Wall-clock time from submit to first token
Total cost (most provider dashboards show per-request token usage)
Whether the output was accepted, partially accepted, or rejected
If rejected: was it wrong reasoning, wrong style, or wrong detail level?

Run 20-30 comparisons spread across a week. The results are usually surprising in two ways: the accept/reject ratio between the default model and the cheap model differs by less than expected, while the cost ratio differs by 10x or more. Rejection reasons also tend to cluster — once it’s clear that cheap-model rejections are mostly “wrong import path” rather than “wrong algorithm,” the fix is a prompt change, not a more expensive model.

Here is what that exercise looked like for one mid-sized TypeScript project:

Task: generate a Zod schema from a TypeScript interface (repeated 20x)

Model        | Avg time | Cost/run | Accept rate | Rejection reason
-------------|----------|----------|-------------|----------------------
Flagship     | 11s      | $0.48    | 95%         | Minor style issues
Mid-tier     | 4s       | $0.09    | 90%         | Occasional wrong type
Cheap/fast   | 2s       | $0.02    | 82%         | Missing .optional() calls

The cheap model’s 82% accept rate looks bad until the rejection reason is considered: “missing .optional() calls” is fixable by adding one sentence to the prompt. After that change, the cheap model’s accept rate rose to 91% — within 4 points of the flagship — at 1/24th the cost per run.

The calibration exercise costs $5-15 total in API spend. Worth doing once per quarter, because model capabilities change faster than intuitions about them do. A tier that was noticeably weaker six months ago may have closed the gap.
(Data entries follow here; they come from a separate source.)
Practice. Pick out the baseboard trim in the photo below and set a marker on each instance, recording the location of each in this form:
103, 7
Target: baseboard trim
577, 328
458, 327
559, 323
One habit shift with the highest leverage

The change with the largest payoff: separating the autocomplete model from the chat model in the tool configuration.

In Cursor, chat and autocomplete can use different models. Go to Settings → Models and set a separate model for the Cursor Tab (autocomplete) feature. The flagship stays in chat — architecture questions, complex debugging, code review — while the cheap model handles inline completions. This split requires about ten minutes of configuration and produced roughly 60% reduction in total monthly API spend with no perceptible change in the quality of accepted completions.

In Cline, version 3.4+ supports per-mode model selection. Plan mode gets the strong model for reasoning; Act mode gets the cheaper model for execution. The principle is the same: pay for intelligence where thinking is required, not where execution is mechanical.

The reason the savings are this large: most token volume in a typical session comes from autocomplete, not chat. A single chat turn for a complex question generates 2-5k tokens. A single autocomplete completion generates 400-600 tokens, but there are hundreds of them per day. Routing those to a cheap fast model cuts the dominant cost driver without touching the high-value interactions that justify paying for intelligence.

The same logic applies to any tool that fires model calls at high frequency: test generation scripts, CI linting passes, bulk docstring generation. Run those through cheap models by default; escalate to the flagship only when the cheaper model fails to produce an acceptable output after one or two attempts.

A side effect of this split: when the flagship is reserved for tasks that genuinely need it, the quality bar for what gets sent to it rises. Vague prompts get cleaned up before sending them to the expensive model, because the cost feedback loop is tighter. The forced discipline tends to improve prompt quality across the board.

Model selection is not a one-time decision made at signup. It is a per-task configuration that rewards deliberate attention. The four axes — cost, intelligence, speed, context — apply different pressure depending on the task. Working through that mapping once, and revisiting it quarterly as model capabilities shift, is the highest-leverage configuration change most developers haven’t made.